In most cases, users still need to be able to be contactable using either type of address, but the question remains: should their phone login to the system using a named username or using an extension number?

Extension numbers are the standard in many traditional phone systems and some people have simply tried to replicate this model when moving to IP-based RTC.

There are three big reasons why numbers are popular: numbers can be dialed from anywhere else in the PSTN, numbers are easier to dial for people who are not calling from a computer (phones only have 12 buttons) and there is not always a one-to-one mapping between people and phones. One additional feature of numbers is that they are slightly less personal, somebody does not know exactly who will answer when they call a landline in a house shared by a large family and when somebody leaves a job, their phone number can be assigned to their successor.

Mobile telephones and smartphones in particular have dramatically reduced the significance of these factors that encouraged the continued use of numbers.

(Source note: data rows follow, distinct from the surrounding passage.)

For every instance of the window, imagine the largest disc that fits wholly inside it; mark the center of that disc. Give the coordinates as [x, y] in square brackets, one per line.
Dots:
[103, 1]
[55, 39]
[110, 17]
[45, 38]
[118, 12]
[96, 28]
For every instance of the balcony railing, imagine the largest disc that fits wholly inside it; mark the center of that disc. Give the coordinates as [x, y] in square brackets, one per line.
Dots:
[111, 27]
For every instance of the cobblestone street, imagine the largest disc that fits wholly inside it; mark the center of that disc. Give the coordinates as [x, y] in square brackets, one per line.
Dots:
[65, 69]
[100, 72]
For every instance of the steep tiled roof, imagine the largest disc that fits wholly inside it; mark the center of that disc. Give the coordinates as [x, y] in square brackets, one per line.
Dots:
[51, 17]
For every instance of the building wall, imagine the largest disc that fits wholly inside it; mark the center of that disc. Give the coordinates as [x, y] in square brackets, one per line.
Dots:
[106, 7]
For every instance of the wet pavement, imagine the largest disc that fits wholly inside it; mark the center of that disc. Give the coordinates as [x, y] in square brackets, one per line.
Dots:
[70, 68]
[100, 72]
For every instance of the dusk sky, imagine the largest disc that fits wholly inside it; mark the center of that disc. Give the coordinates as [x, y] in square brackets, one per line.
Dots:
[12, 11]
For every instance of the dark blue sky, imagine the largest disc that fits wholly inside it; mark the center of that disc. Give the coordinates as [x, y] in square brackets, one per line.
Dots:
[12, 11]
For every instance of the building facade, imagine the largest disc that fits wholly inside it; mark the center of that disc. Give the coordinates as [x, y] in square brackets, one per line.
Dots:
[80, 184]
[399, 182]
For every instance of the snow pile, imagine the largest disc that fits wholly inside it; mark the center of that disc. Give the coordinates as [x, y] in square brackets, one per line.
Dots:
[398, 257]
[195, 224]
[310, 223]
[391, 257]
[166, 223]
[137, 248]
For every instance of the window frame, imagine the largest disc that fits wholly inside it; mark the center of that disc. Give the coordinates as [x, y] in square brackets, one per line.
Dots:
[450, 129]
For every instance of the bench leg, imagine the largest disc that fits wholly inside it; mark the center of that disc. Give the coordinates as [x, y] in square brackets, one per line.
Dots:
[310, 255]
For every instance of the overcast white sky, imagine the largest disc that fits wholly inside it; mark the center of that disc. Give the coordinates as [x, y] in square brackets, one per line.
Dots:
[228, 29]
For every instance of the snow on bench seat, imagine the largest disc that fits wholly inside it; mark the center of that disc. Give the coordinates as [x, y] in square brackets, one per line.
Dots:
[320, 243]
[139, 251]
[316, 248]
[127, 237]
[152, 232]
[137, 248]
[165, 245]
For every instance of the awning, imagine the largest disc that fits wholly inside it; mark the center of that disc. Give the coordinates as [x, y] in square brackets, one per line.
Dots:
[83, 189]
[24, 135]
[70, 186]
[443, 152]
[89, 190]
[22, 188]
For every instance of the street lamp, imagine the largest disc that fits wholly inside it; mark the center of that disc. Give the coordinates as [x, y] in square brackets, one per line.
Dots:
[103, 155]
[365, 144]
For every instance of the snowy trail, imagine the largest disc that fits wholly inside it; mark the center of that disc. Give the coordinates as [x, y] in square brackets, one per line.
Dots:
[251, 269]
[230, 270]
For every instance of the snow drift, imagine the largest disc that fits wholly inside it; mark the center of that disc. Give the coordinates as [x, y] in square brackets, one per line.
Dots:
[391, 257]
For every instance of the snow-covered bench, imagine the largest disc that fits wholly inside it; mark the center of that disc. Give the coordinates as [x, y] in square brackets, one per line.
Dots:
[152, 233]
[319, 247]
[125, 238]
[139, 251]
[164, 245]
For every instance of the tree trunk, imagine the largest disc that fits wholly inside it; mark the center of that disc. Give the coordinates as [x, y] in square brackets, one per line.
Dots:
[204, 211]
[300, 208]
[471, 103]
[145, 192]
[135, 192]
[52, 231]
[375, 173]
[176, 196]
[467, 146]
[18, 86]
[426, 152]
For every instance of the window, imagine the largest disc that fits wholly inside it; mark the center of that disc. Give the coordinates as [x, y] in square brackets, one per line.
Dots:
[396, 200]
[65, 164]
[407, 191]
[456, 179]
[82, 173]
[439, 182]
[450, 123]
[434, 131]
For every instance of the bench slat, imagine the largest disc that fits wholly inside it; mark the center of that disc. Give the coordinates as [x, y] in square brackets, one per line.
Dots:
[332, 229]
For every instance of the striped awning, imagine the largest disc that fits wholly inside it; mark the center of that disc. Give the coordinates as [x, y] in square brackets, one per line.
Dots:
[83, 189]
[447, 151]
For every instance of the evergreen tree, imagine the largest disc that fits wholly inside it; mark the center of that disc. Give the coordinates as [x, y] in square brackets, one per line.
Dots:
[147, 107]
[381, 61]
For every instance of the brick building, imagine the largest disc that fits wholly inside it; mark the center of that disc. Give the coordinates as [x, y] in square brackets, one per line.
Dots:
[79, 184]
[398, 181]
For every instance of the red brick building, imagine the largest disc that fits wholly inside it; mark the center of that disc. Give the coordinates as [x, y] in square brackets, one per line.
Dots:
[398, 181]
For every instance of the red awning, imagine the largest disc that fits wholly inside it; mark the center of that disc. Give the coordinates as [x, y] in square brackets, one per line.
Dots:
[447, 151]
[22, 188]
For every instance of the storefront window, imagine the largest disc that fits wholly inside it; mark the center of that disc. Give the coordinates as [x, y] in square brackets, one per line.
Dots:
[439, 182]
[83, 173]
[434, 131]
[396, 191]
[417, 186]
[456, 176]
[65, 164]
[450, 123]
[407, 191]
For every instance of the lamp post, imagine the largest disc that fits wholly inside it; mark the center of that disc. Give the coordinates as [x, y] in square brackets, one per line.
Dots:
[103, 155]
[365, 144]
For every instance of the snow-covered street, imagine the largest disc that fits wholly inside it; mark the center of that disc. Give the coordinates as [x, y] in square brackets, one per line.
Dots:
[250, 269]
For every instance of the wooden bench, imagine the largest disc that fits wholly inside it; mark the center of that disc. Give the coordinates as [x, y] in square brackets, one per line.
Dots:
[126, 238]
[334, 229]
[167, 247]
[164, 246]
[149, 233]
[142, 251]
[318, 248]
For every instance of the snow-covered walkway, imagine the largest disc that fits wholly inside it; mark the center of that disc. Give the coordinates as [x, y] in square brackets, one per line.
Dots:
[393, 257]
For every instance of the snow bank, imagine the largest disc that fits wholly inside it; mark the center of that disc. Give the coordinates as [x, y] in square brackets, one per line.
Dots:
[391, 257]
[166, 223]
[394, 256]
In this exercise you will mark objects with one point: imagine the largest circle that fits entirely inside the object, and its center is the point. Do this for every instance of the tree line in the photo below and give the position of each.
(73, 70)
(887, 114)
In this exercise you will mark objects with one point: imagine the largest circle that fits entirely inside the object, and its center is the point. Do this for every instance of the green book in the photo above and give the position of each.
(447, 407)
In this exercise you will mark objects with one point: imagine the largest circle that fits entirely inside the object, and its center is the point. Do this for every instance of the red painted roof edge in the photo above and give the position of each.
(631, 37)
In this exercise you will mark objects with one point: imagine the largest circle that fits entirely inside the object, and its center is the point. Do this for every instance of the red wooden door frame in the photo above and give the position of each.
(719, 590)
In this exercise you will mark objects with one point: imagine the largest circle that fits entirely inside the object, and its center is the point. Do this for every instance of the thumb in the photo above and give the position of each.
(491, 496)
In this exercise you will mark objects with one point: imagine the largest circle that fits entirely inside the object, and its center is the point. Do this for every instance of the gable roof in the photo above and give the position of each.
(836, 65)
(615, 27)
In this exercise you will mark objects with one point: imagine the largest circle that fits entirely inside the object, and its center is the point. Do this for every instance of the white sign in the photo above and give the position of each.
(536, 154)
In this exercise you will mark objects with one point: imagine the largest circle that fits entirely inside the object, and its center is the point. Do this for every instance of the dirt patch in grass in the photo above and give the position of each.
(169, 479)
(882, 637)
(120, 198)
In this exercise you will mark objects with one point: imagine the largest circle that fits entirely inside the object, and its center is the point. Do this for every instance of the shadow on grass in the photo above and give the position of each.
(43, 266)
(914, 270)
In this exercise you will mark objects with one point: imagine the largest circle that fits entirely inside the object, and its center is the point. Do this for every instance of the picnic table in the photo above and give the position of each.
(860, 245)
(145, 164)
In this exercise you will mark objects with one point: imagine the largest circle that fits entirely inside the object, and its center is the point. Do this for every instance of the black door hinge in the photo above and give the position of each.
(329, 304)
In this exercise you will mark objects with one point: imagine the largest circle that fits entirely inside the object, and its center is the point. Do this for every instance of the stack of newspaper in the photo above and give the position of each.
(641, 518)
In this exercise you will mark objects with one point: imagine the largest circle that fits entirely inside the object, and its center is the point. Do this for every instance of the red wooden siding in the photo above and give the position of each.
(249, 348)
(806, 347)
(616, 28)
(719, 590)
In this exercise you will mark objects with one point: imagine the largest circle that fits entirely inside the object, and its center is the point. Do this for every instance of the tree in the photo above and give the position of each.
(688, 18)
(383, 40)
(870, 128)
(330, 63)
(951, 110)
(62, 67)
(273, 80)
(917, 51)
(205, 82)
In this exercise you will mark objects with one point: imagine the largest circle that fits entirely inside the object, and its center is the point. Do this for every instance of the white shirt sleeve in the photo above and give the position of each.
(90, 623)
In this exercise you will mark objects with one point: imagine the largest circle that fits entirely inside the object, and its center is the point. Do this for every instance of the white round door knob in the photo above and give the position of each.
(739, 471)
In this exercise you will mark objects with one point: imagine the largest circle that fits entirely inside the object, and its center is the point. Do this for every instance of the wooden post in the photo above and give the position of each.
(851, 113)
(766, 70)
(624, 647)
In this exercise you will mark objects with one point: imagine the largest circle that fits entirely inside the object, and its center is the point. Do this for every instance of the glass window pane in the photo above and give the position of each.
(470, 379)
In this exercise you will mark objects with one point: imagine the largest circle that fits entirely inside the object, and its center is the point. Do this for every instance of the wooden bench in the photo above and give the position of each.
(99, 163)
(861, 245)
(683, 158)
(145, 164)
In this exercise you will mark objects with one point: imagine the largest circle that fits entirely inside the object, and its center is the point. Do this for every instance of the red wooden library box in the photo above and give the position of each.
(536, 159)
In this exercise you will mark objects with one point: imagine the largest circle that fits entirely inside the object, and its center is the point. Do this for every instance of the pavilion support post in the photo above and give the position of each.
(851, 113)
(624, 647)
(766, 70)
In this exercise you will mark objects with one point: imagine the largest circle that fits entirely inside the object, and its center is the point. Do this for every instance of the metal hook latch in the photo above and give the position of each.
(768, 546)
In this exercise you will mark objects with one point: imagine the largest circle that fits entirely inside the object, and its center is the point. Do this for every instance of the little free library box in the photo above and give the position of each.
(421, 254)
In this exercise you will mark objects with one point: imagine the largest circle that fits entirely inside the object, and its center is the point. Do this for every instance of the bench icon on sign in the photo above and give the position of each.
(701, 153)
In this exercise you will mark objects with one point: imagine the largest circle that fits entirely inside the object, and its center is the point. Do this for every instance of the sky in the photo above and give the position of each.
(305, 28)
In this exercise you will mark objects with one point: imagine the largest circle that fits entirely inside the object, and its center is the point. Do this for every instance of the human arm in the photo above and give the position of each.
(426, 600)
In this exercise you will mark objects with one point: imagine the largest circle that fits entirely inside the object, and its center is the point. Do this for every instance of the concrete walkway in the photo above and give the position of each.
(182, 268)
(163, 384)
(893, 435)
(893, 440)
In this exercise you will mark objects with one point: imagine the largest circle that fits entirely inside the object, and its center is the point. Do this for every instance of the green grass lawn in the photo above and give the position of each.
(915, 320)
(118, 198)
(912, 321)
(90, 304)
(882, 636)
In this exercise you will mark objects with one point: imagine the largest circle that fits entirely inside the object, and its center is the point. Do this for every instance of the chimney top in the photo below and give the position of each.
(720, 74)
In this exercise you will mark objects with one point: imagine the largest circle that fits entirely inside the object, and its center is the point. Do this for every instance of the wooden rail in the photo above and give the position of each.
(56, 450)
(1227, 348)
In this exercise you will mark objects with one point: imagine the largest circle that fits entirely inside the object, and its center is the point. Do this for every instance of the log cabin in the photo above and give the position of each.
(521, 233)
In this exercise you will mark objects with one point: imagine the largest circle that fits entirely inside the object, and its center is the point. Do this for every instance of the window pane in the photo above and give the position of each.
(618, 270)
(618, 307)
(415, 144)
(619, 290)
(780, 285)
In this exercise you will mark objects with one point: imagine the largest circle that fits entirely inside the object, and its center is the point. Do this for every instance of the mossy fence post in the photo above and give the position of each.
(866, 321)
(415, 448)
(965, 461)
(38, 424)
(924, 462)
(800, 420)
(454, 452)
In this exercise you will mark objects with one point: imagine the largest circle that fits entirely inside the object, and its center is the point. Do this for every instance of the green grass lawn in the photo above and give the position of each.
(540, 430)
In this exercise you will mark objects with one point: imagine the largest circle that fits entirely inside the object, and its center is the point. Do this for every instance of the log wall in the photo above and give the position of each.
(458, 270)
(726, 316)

For example, the inconvenience of manually dialing a SIP or XMPP address is not such a big factor because people are more likely to have these details in their address books.

Phone numbers also have disadvantages. One of these is the dependency on phone companies, the ITU and government bureaucracies who administer the numbering system. Users can be forced to change their phone number when changing provider. Dialing codes change, making it necessary to update old records in an address book. Each group of numbers is tightly bound to the infrastructure of a specific the telephone exchange, leading to inflexibility when relocating or when a local service outage occurs.

Recommendation

Use alphabetic usernames rather than extension numbers internally. SIP, XMPP and email each support a slightly different set of characters in usernames so only use the set of characters supported for all protocols. Wherever a device is being used with named accounts, such as a desktop PC where users login and have access to their own company email account, or a smartphone that is only used by one person and has been configured to access a named email account, provision the same personalized SIP/XMPP address on that device. Where a device is shared, such as a conference room phone, create a named account for that purpose.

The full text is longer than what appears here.